Among the FDA-approved are the DYNAGEN MINI and X4 devices, and the INOGEN MINI ICDs and X4 CRT-Ds devices.
BSC explained that the CRT-Ds and ICDs have been designed to treat patients who suffer from heart failure as well as to give protection to patients who are at risk of sudden cardiac death (SCD).
The American Heart Association explained that heart failure happens when the muscle of the heart fails to pump a sufficient amount of blood that the body needs for oxygen and blood. It also said the condition is a chronic and progressive one. It added that when there is loss of heart function, that's when SCD occurs.
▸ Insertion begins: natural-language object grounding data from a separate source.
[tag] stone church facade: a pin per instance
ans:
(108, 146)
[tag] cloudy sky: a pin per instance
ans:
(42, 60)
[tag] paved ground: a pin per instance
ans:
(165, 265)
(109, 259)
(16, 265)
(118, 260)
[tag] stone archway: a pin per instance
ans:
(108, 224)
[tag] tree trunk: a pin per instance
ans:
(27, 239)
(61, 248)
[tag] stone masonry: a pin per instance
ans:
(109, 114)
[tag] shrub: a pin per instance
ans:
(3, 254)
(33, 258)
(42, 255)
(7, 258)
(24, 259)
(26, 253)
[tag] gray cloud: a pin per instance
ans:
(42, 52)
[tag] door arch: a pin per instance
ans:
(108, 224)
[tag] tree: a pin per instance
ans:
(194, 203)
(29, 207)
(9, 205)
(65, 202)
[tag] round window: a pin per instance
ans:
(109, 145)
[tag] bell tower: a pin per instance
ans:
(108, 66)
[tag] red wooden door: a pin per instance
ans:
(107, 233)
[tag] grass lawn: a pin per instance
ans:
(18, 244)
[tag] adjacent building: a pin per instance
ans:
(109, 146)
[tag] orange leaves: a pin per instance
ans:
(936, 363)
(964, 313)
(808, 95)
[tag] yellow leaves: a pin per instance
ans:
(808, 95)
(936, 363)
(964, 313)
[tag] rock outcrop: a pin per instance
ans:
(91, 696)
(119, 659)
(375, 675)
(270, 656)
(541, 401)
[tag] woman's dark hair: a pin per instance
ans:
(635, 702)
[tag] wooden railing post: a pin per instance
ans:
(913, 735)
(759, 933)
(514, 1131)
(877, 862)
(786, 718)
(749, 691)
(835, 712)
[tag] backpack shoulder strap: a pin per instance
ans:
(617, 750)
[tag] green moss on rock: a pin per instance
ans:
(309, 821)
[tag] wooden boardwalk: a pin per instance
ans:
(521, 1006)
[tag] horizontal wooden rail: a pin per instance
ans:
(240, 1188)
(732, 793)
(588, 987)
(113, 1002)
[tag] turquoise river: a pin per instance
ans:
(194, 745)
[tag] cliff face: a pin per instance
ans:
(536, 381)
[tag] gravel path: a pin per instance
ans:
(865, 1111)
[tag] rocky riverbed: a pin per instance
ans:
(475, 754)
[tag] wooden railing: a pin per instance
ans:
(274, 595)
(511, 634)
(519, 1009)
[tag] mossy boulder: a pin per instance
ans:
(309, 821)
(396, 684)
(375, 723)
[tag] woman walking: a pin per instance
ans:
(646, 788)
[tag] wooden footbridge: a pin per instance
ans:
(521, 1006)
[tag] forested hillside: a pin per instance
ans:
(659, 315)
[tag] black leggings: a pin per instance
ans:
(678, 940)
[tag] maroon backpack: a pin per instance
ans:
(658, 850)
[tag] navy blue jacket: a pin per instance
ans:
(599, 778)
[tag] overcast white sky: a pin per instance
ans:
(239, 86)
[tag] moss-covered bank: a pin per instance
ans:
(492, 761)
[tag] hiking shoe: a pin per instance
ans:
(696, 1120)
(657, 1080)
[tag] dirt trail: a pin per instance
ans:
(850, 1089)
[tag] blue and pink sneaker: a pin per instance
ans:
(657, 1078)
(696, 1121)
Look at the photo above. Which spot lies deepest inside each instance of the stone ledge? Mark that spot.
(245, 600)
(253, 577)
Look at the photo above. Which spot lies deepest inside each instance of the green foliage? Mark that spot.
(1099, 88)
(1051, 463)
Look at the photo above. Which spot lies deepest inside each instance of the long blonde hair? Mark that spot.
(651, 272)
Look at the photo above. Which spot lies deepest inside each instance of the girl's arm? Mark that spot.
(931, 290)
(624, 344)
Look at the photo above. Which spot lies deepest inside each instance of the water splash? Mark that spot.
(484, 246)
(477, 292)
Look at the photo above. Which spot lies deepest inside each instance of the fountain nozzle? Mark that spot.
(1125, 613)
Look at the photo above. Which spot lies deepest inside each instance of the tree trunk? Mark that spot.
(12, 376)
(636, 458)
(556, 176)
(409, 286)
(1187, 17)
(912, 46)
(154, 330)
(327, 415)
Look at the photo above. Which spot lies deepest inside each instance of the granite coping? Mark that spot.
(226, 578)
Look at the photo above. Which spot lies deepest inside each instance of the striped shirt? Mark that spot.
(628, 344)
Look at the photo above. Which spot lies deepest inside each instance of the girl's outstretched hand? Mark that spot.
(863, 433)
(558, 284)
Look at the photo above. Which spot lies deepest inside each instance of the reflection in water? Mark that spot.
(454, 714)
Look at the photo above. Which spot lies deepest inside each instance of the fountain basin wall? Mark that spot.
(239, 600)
SCD is a leading cause of deaths, accounting for about 400,000 cardiac arrests happening out of the hospital yearly in the U.S. It occurs suddenly and often without any warning.
The X4 CRT-Ds provides additional pacing preferences by 70 percent to efficiently address phrenic nerve stimulation and high capture thresholds together with the industry's biggest battery capacity.
Meanwhile, the MINI ICDs are the thinnest and smallest devices for heart failure in the world, providing comfort and treatment for patients with life-threatening arrhythmias of the heart. Volume-wise, these are smaller by as much as 20 percent as well as thinner as much as 24 percent as compared to other competing devices from varied manufacturers.
"The tiny size of the MINI ICD provides a real benefit to some patients, in particular those with a smaller frame," said Prof. Dr. Hans-Joachim Trappe from Bochum, Germany.
BSC executive vice president Joe Fitzgerald said that with these new devices, BSC now offers the finest range of medical solutions and options for patients at risk of SCD regardless of the need for cardiac resynchronization treatment. Fitzgerald is also the president of the Rhythm Management division at BSC.
"Our devices simply offer more options to improve outcomes, reduce complications and lower the costs of treating patients," he said.